Coś się tu nie zaczyna
w swojej zwykłej porze.
Coś się tu nie odbywa
jak powinno.
Ktoś tutaj był i był,
a potem nagle zniknął
i uporczywie go nie ma....
W. Szymborska
...Nawet najpiękniejsze słowa nie są w stanie opisać tego jaki był...
Ostatnie pożegnanie 18.01.2021r.
Drogi Tomeczku, dziękuję za wspólne spędzone ostatnie dwa lata. Dla mnie był to zaszczyt pracować z człowiekiem o tak dobrym sercu. Ty nigdy nie odmawiałeś pomocy bliskim, rodzinie. Zawsze można było na Ciebie liczyć. Nie zależnie od sytuacji. Byłeś dla mnie i swoich bliskich człowiekiem czynu, nie słowa. Twój lęk i troska o osoby, które tak bardzo kochałeś były charakterystyczne dla Ciebie. Wyróżniał cię pełen optymizm do świata i wieczny uśmiech. Osoba z tak czystymi intencjami jest na wagę złota. Byłeś człowiekiem poprostu o szlachetnym sercu. Za to Ci dziękujemy!!!

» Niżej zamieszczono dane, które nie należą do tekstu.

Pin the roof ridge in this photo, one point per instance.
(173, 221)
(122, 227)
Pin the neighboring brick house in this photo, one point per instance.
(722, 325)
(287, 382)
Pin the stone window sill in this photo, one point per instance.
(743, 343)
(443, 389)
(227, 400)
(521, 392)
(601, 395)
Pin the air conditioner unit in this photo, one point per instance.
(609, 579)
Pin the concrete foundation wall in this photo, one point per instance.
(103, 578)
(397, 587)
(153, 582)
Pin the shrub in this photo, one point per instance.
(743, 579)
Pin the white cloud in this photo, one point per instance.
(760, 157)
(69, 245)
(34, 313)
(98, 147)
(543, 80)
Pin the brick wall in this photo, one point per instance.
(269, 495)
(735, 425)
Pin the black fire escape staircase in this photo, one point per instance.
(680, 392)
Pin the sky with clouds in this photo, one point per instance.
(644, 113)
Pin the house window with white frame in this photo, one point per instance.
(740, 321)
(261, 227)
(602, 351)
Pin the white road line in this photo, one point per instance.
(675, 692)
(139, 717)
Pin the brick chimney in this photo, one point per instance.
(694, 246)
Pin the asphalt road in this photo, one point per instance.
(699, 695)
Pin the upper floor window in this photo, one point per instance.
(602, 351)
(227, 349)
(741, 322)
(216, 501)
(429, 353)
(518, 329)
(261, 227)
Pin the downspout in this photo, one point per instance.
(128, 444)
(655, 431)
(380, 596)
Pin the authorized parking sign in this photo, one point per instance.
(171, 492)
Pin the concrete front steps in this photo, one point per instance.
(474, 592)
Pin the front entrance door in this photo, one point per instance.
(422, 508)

Dziś patrząc z perspektywy czasu pewne rzeczy mogliśmy zrobić inaczej, szybciej, lepiej, lecz to dziś już nie ma znaczenia.

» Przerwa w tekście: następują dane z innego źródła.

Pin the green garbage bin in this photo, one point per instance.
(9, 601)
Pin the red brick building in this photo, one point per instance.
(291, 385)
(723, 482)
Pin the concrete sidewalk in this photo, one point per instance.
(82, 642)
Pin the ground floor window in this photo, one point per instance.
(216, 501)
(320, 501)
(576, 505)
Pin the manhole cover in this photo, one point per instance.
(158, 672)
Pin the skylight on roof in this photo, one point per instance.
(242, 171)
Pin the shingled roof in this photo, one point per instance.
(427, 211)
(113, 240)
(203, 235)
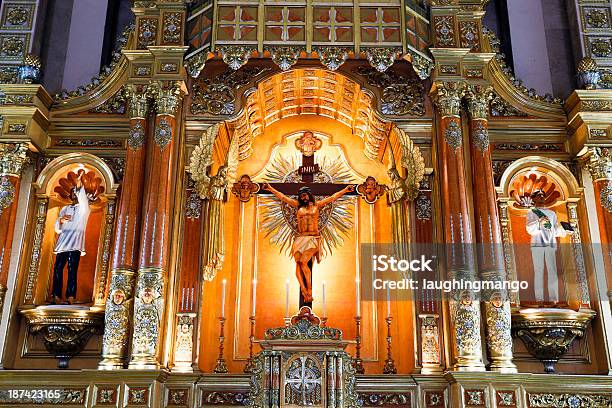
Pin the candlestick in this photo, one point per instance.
(358, 362)
(389, 362)
(223, 298)
(324, 305)
(286, 298)
(248, 368)
(388, 301)
(220, 365)
(254, 296)
(357, 296)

Najważniejsze, że na samym końcu drogi miałeś blisko osoby, które tak bardzo kochałeś całym sercem.
Twoją ostanią wolę spełniliśmy i dopilnowaliśmy, tę walkę z czasem wygraliśmy, lecz wojnę o twoje zdrowie przegraliśmy- niestety.

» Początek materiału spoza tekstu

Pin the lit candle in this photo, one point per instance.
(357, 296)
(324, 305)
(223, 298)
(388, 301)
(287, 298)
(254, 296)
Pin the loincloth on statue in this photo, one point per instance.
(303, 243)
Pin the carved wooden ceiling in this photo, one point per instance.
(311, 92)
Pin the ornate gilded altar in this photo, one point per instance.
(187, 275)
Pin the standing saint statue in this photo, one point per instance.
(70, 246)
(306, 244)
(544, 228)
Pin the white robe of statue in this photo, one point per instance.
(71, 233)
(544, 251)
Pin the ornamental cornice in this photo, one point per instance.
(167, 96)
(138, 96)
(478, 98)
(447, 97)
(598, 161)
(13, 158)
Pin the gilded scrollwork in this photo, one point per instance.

Ważne, że ostanie dwa lata w Twoim życiu, były dla Ciebie tak łaskawe.
Byłeś tak szczęśliwy i uśmiechnięty i takim cię zapamiętamy.
Tomku, teraz odpoczywaj i jestem pewna, że wszyscy spotkamy się tam na górze, poczekaj tam na nas...
Bądź naszym Aniołem z nieba.
Spoczywaj w spokoju Tomuś!!! Dziękujemy!!!